The CTRL was committed in 1996. Government funding for the rescue of LCR was committed in 1998.
At that time Low Cost Airlines were still a (relatively) new thing that did not quite have the dominant position they have now in transport circles.
Additionally it was supposed to be progressed as part of the regeneration benefits to North/East London (Depending on which CTRL proposal you look at) along the same lines as the rebuilding of Manchester after the bombing.
This is a laughable way of putting it. The argument was as to why DB haven't run trains, and the answer was given that the UKBA are getting in the way. Using words like bullying seems to demonstrate you've rather missed the point. Anything to victimise us poor Brits against nasty bullying Europe though, right?
If it wasn't a lot of money to man these border stations and DB were really desperate to start this operation they would simply offer to pay for the extra border staff.

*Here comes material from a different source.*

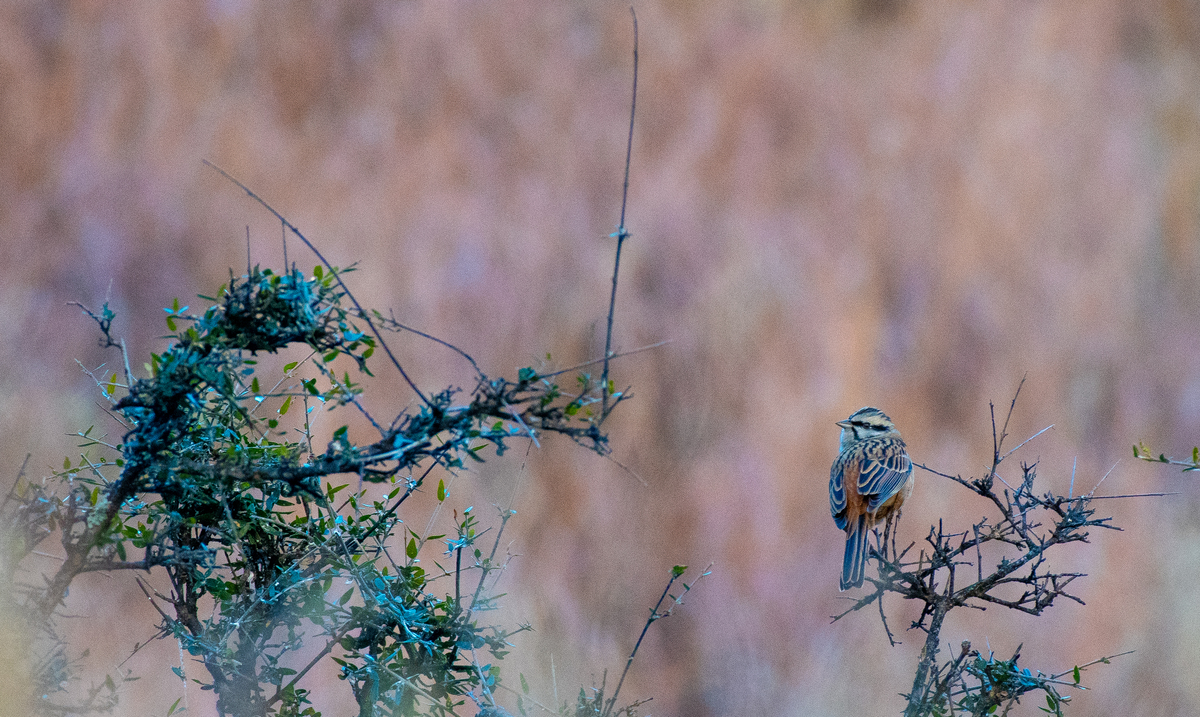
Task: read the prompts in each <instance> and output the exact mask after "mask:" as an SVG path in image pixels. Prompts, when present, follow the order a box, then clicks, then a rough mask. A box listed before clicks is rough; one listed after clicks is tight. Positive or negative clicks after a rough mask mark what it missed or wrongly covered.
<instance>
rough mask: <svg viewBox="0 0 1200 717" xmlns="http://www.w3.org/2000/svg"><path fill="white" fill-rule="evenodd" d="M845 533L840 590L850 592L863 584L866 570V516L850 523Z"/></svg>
mask: <svg viewBox="0 0 1200 717" xmlns="http://www.w3.org/2000/svg"><path fill="white" fill-rule="evenodd" d="M847 528H848V529H850V530H847V531H846V556H845V558H844V559H842V561H841V585H840V588H839V589H840V590H850V589H851V588H858V586H859V585H862V584H863V573H864V572H865V570H866V534H868V532H869V531H868V530H866V514H865V513H864V514H862V516H859V517H858V519H857V520H853V522H851V524H850V525H848V526H847Z"/></svg>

Since, as far as we know, no such offer has been made it is clear that doing so would be hugely uneconomic for DB, which does not bode well for the BCR of having such a route exist through public subsidy in the form of security checks.
Plus that says nothing about passenger numbers. Through services to plenty of smaller destinations exist on all routes - no-one is suggesting an hourly service from Edinburgh to Berlin.
Unless you can fill a train every hour on the line between London and Birmingham then you have a wasted path on HS2 that can more profitably be used for domestic services running into Euston.
And if you only want to run a small number of trains then the BCR for the HS1-HS2 link, which would cost a LOT of money starts to look rather flakey.
What extension to HS2 is to be sacrified to pay for it?
Opportunity cost isn't real, is it? You'd better get on to most major businesses and governments to tell them they're making a grave error.
Opportunity cost is certainly not real, you have not actually lost any morney.
Claiming that it is the same as an actual cost is assuming that you should perfect knowledge of the future, which you clearly don't.
You have to apply a writedown factor, and this factor can get rather large.
Plus acting as though joining Schengen would cause us to be "flooded" is absolutely ridiculous. Germany chose to take migrants - the UK did not. The idea we'll collapse because of having to house some people is also a joke, but let's not go there...
The UK in Schengen will have disposed of the majority of its border guards, since it would only need them at airports for international flights.
It would have no capability remaining to vet people entering on ferries or through the Chunnel. [And if you don't disband most of UKBA you won't actually realise these supposed savings that come from joining Schengen]
What would you propose to do in that circumstance?
Have armed police accost people who look like they might be from the middle east and africa and demand they present papers?
How is that going to look?
And a hundred thousand or two immigrants might not be a problem if they all disperse homogenously into the general population - but that will never happen. They would all crowd into a handful of relatively small ghettoes, as has happened with all previous large scale migration waves.
Integration of such groups takes decades, so you could potentially generate areas of the country dominated by Syrians or Afghanis or what not with the consequent political issues (including the potential election of islamists and/or ultraconservative elements).